Sometimes it’s okay to be wrong. I was wrong and it gave us answers and for that I’m very grateful. That is, obviously why we decided to go forward with the procedure, after all. After 3 failed medicated timed intercourse cycles with the assistance of our fertility clinic and 2 failed IUI (intrauterine insemination) procedures, there had to be something going on. I guess you could say I was in a little bit of denial. I knew the problem was all me– Cory had a semen analysis done and all of his numbers came back perfect– but I wasn’t quite ready to know why I was the problem. You know?
But now that we have the answers, I pray that we have the luck and the strength to continue on and get pregnant on our own or with the assistance of fertility treatments again. But I find it so odd and shocking that I, of all people, have this incurable illness.

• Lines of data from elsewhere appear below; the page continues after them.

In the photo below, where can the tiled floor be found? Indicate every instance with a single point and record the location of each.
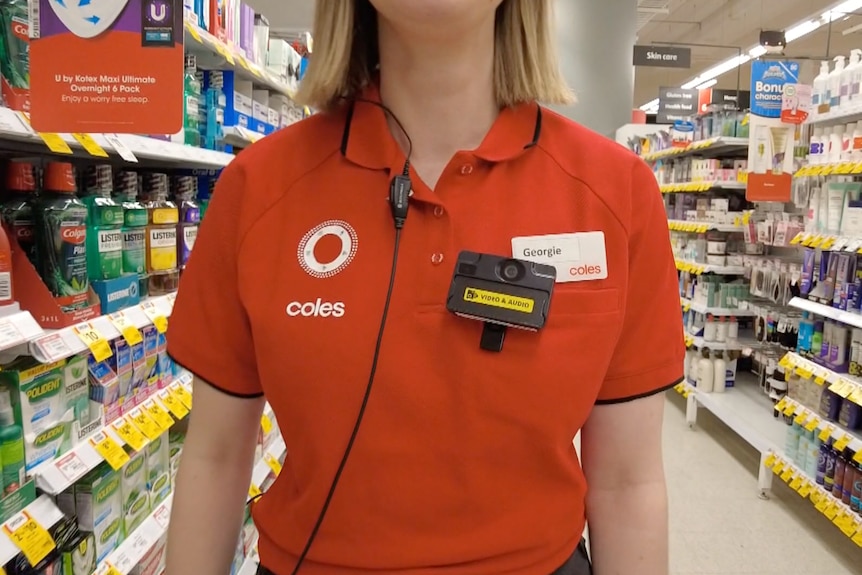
(718, 524)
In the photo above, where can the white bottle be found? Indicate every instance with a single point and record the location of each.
(719, 373)
(732, 329)
(815, 152)
(835, 83)
(836, 140)
(709, 329)
(705, 373)
(820, 93)
(721, 331)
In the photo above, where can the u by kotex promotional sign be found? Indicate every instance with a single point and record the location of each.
(112, 66)
(770, 155)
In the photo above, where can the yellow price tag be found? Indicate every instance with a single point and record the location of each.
(173, 404)
(842, 443)
(129, 433)
(99, 346)
(266, 423)
(145, 423)
(273, 463)
(158, 414)
(131, 334)
(159, 320)
(90, 145)
(110, 450)
(32, 539)
(182, 394)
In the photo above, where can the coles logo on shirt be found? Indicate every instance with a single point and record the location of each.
(327, 249)
(577, 257)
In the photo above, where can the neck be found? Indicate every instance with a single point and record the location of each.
(442, 91)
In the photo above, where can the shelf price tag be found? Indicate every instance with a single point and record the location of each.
(99, 346)
(155, 316)
(131, 334)
(90, 145)
(129, 433)
(183, 395)
(158, 414)
(32, 539)
(145, 423)
(172, 403)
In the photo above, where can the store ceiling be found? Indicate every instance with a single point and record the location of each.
(730, 23)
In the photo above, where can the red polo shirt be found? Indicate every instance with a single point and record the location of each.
(464, 464)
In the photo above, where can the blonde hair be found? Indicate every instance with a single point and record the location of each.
(346, 54)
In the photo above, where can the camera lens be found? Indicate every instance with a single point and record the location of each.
(511, 271)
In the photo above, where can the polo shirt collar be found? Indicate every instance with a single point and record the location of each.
(367, 141)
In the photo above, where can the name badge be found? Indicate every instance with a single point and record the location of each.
(577, 257)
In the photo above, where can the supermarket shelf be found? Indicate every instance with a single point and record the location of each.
(213, 54)
(54, 345)
(262, 469)
(811, 420)
(688, 304)
(138, 544)
(712, 147)
(829, 242)
(845, 317)
(18, 328)
(846, 386)
(701, 187)
(58, 474)
(698, 269)
(830, 169)
(46, 514)
(701, 227)
(15, 129)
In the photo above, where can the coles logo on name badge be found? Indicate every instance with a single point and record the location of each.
(327, 249)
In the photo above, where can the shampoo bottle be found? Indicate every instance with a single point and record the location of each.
(705, 373)
(11, 445)
(61, 224)
(135, 220)
(162, 272)
(820, 96)
(835, 83)
(105, 229)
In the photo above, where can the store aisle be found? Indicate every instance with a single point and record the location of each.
(718, 524)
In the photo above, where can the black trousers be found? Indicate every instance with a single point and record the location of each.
(578, 564)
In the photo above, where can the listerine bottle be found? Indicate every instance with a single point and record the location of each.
(192, 88)
(105, 228)
(185, 190)
(17, 207)
(215, 106)
(135, 220)
(162, 272)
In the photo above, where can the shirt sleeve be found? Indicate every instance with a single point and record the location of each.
(209, 332)
(650, 353)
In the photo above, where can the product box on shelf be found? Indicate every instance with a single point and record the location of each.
(99, 507)
(42, 417)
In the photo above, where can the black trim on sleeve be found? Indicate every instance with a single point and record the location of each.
(640, 395)
(215, 386)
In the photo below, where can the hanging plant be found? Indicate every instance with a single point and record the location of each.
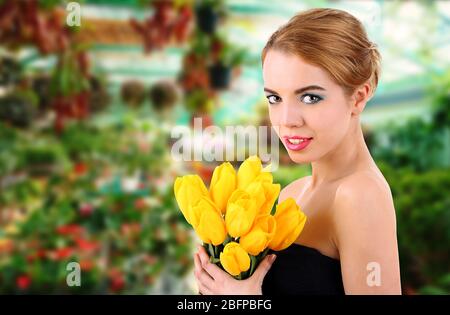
(99, 97)
(208, 14)
(225, 57)
(41, 86)
(169, 21)
(163, 95)
(133, 93)
(10, 71)
(39, 23)
(18, 108)
(70, 86)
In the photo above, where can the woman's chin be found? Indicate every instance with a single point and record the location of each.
(299, 157)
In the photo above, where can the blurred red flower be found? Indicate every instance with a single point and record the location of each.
(23, 282)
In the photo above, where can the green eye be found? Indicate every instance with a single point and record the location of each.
(273, 99)
(311, 99)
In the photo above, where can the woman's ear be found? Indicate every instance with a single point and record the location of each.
(360, 98)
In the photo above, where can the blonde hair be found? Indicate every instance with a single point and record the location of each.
(333, 40)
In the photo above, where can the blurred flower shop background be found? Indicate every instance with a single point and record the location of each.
(87, 106)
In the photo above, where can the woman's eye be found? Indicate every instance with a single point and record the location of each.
(311, 99)
(273, 99)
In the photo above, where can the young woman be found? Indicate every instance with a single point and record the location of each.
(320, 70)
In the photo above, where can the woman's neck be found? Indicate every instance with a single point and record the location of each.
(348, 155)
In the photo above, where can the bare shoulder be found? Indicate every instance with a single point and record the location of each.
(363, 186)
(363, 202)
(365, 233)
(293, 189)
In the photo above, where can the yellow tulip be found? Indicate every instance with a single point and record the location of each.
(234, 259)
(248, 171)
(210, 225)
(256, 191)
(240, 214)
(262, 232)
(290, 222)
(265, 177)
(223, 183)
(189, 190)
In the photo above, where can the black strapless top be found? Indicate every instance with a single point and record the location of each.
(299, 269)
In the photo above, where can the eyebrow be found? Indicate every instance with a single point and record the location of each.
(300, 90)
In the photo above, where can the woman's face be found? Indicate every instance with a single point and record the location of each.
(307, 109)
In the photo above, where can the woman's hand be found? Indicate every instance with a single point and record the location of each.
(213, 280)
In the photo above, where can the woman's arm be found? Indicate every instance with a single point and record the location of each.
(365, 234)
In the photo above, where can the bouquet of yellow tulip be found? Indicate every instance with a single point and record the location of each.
(236, 218)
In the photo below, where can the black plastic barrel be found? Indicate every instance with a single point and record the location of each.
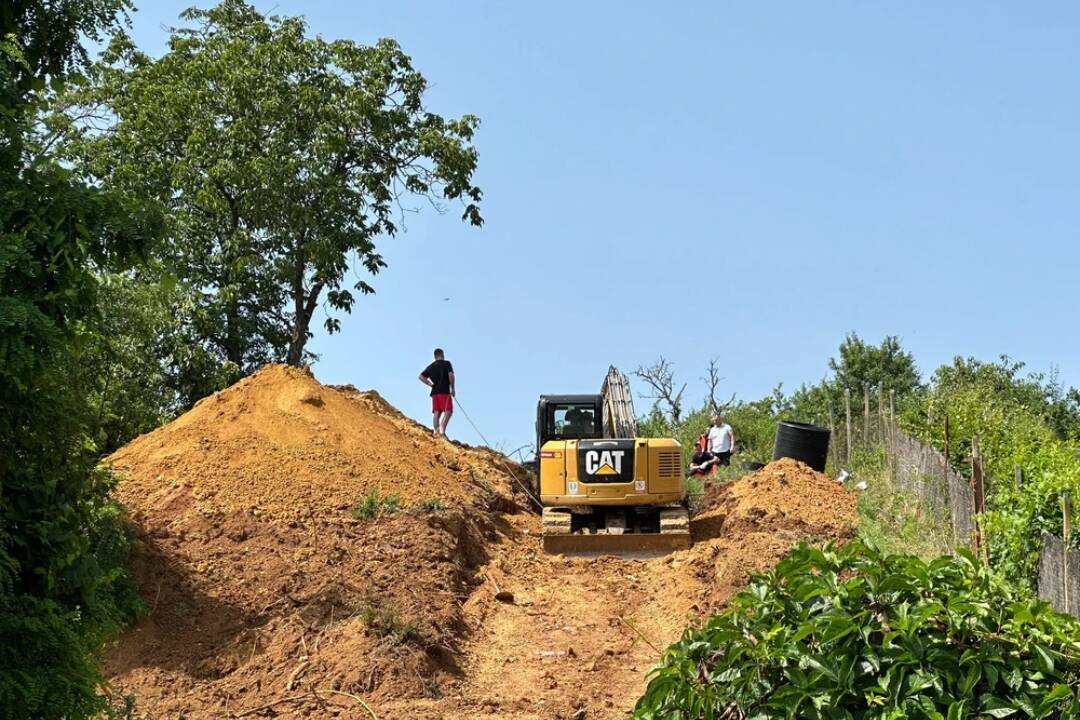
(801, 442)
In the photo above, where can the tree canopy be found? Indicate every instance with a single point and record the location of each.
(282, 160)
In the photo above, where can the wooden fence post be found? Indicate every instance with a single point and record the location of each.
(880, 415)
(847, 415)
(832, 444)
(1066, 534)
(946, 467)
(977, 490)
(866, 415)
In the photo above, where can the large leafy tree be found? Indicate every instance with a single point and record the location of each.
(887, 365)
(62, 576)
(281, 158)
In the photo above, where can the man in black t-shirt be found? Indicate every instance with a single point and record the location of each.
(439, 376)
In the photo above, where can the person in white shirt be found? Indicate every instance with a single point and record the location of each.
(721, 440)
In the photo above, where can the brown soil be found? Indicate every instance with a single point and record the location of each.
(265, 598)
(282, 444)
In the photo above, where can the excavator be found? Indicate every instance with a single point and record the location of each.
(603, 488)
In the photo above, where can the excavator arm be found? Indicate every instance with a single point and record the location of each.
(619, 418)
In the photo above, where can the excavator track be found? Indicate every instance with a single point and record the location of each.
(674, 520)
(556, 521)
(562, 535)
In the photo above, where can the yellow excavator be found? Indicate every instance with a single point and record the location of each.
(602, 487)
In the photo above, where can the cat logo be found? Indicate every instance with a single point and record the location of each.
(604, 462)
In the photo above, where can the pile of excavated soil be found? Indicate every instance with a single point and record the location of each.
(266, 598)
(784, 494)
(281, 443)
(258, 582)
(748, 525)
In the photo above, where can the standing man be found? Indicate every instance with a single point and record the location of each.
(721, 440)
(439, 376)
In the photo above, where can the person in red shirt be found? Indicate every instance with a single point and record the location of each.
(439, 376)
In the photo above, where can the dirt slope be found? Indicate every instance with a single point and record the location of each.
(281, 443)
(266, 598)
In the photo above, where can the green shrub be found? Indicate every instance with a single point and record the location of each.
(387, 623)
(374, 504)
(852, 633)
(432, 505)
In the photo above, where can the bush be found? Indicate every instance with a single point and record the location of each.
(374, 505)
(851, 633)
(432, 505)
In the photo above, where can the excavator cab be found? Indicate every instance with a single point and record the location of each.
(602, 488)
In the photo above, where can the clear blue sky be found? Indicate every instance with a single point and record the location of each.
(743, 180)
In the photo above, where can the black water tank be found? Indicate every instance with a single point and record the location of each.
(801, 442)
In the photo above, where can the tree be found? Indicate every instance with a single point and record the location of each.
(282, 159)
(887, 366)
(660, 377)
(712, 381)
(64, 588)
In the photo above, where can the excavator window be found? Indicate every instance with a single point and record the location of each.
(571, 421)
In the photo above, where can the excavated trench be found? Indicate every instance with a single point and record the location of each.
(267, 598)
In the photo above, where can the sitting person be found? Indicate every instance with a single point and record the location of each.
(703, 461)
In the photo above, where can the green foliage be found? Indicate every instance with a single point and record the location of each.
(886, 365)
(374, 505)
(1018, 420)
(64, 587)
(386, 622)
(432, 505)
(281, 160)
(889, 518)
(853, 633)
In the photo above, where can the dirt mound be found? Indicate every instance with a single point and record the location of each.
(258, 581)
(267, 598)
(783, 494)
(280, 443)
(752, 522)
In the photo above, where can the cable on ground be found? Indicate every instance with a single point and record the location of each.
(501, 460)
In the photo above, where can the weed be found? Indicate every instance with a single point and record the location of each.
(374, 505)
(387, 623)
(432, 505)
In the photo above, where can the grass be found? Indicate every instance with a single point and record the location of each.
(432, 505)
(374, 505)
(387, 623)
(696, 485)
(891, 519)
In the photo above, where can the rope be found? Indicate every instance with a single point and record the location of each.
(501, 460)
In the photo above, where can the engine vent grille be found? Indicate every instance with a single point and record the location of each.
(670, 464)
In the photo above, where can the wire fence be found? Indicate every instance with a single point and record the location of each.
(952, 501)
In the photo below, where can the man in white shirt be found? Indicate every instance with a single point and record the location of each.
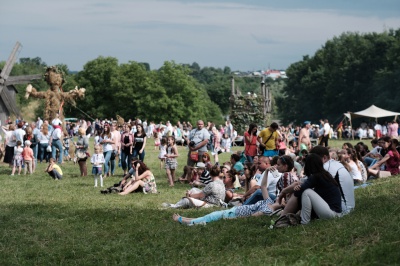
(341, 175)
(325, 137)
(255, 191)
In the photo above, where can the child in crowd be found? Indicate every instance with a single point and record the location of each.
(226, 143)
(27, 155)
(66, 141)
(97, 161)
(170, 160)
(54, 170)
(18, 160)
(156, 140)
(163, 151)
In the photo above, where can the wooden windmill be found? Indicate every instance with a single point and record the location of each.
(8, 104)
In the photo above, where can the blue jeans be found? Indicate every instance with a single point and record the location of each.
(107, 158)
(35, 150)
(136, 153)
(56, 144)
(215, 216)
(124, 162)
(257, 196)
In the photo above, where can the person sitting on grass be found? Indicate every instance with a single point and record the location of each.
(319, 193)
(54, 170)
(212, 195)
(263, 207)
(143, 178)
(119, 187)
(203, 176)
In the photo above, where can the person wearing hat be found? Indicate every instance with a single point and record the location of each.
(204, 175)
(213, 194)
(197, 142)
(27, 154)
(268, 139)
(304, 137)
(55, 141)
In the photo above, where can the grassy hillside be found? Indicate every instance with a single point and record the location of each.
(68, 222)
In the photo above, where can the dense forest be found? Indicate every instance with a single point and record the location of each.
(348, 73)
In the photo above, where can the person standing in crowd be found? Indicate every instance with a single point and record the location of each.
(326, 131)
(27, 155)
(140, 142)
(268, 140)
(304, 138)
(126, 150)
(97, 161)
(197, 143)
(116, 146)
(81, 147)
(107, 139)
(9, 144)
(18, 160)
(54, 170)
(250, 141)
(170, 160)
(393, 129)
(55, 141)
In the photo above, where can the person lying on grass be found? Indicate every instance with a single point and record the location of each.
(212, 194)
(54, 170)
(263, 207)
(143, 178)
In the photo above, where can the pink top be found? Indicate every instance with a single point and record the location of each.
(251, 148)
(392, 130)
(392, 164)
(27, 154)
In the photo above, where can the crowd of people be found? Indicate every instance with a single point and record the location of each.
(287, 170)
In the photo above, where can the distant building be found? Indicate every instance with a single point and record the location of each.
(274, 74)
(8, 104)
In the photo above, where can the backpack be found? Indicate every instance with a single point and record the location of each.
(210, 142)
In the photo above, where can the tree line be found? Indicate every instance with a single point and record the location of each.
(348, 73)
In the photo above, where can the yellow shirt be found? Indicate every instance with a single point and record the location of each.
(265, 134)
(57, 168)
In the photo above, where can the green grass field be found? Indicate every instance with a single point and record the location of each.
(68, 222)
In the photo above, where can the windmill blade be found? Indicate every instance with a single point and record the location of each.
(10, 62)
(22, 79)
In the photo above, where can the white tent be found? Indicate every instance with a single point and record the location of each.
(372, 111)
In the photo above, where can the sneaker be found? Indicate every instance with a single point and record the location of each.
(165, 205)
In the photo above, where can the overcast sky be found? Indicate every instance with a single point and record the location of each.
(244, 35)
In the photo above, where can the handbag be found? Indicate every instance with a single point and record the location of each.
(262, 148)
(113, 155)
(194, 156)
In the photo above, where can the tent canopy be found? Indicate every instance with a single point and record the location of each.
(371, 111)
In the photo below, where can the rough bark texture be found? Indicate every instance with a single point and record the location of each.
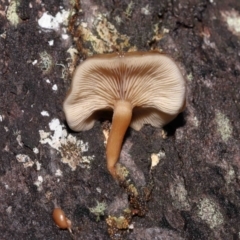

For those of you who don’t know, endometriosis is where the uterine lining grows outside of the uterus in other parts of the body. For example, when I had my laparoscopy, they found endometriosis on my ovaries and in other places throughout my abdomen. It’s a pretty strange phenomenon and doctors don’t know why this happens and there is no cure for endometriosis. The only treatments recommended currently are birth control pills to suppress estrogen which endometriosis seems to favor, which obviously doesn’t work out well for those of us struggling with infertility related to endometriosis, and a laparoscopy with laser treatment to remove the endometriosis. The latter is done frequently or infrequently, depending on the severity of the endometriosis found and the symptoms that are present.
What symptoms do women with endometriosis experience? Pain. Lots and lots of pain with menses and/or throughout the month, pain with urination or bowel movements, and with some infertility is the first sign that something is wrong.
There’s a whole lot of uncertainty with this diagnosis and of course, being the Type A person that I am, uncertainty isn’t really my friend. I’d prefer to have a plan in place, to know when we are going to get pregnant, know when I would need to have another laparoscopy and get that all just jotted down in my planner. But, unfortunately with this beast, that just isn’t the case.
We’ll just see what this all has to hold for us.